«Non le hanno prese ai rom, ora non avranno il mio dito»

Matteo Salvini, per la Lega è un contrappasso.
«Hanno rotto i c... sulle impronte ai rom e ora vogliono le nostre. Un’italianata, confusa e costosa».
Voi siete strapagati e non andate in aula a votare.
«Il mio dito non lo avranno, non sull’inchiostro».
L’Italia dei valori annuncia battaglia.
«Sta parlando del partito meno presente, di quel Di Pietro assente a tre quarti delle votazioni?
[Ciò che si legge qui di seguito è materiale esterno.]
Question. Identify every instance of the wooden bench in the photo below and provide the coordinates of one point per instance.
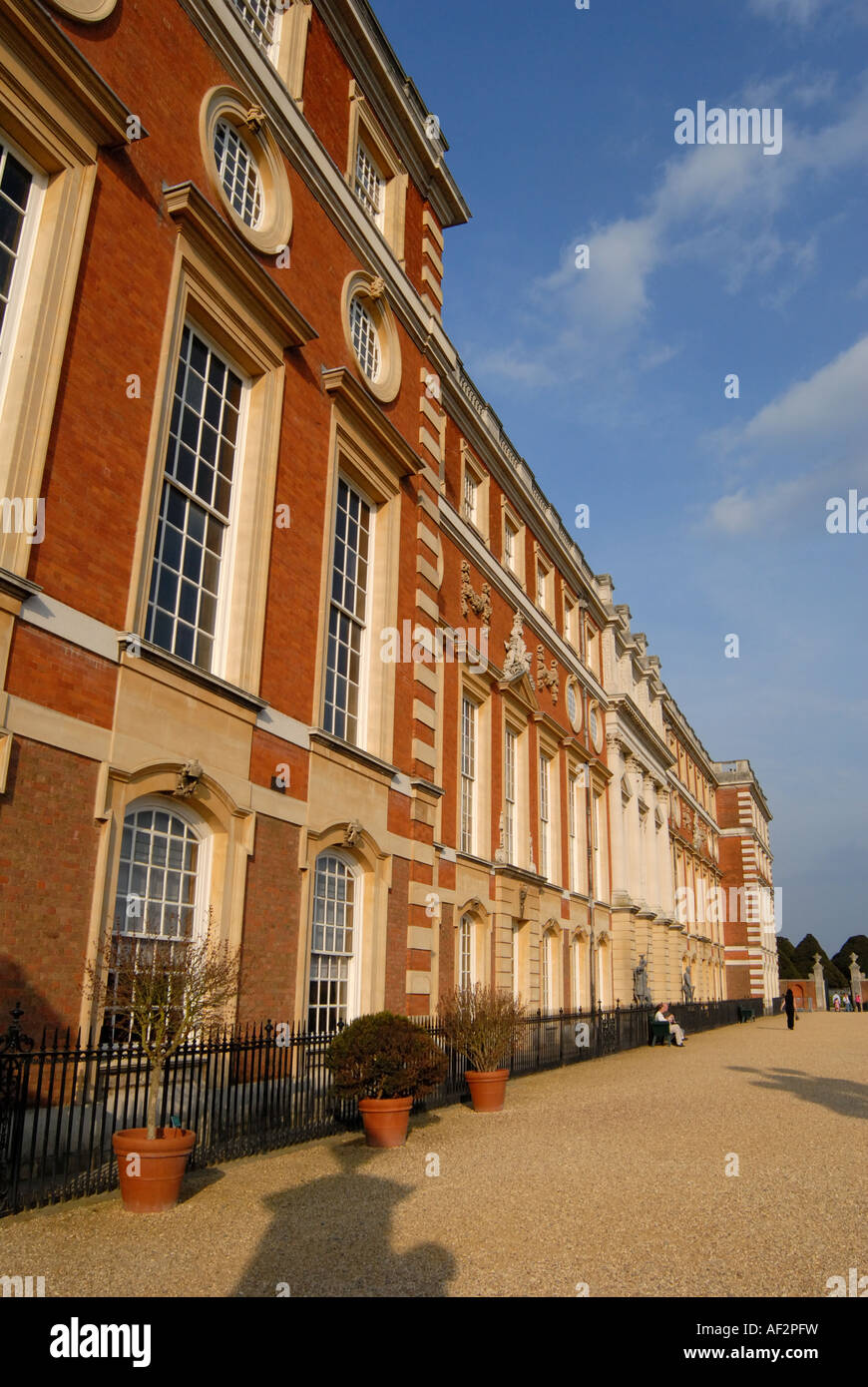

Scusi un attimo, sono in aula e devo votare».
Per uno o per due?
«Alla mia destra, nei banchi di Pd e Idv che ci fanno la morale, in questo momento è pieno di pianisti».
Vede che qualcosa s’ha da fare?
«Noi leghisti ci siamo sempre. Fini invece che occuparsi di questo dovrebbe cambiare il regolamento».
Cioè?
«Siamo qui da tre giorni ad ascoltare l’opposizione che fa perdere tempo su immigrazione e sicurezza».
È la democrazia...
«Quella delle impronte è una cazzata. A Bruxelles si firma un foglio, una risma di carta costa 5 euro».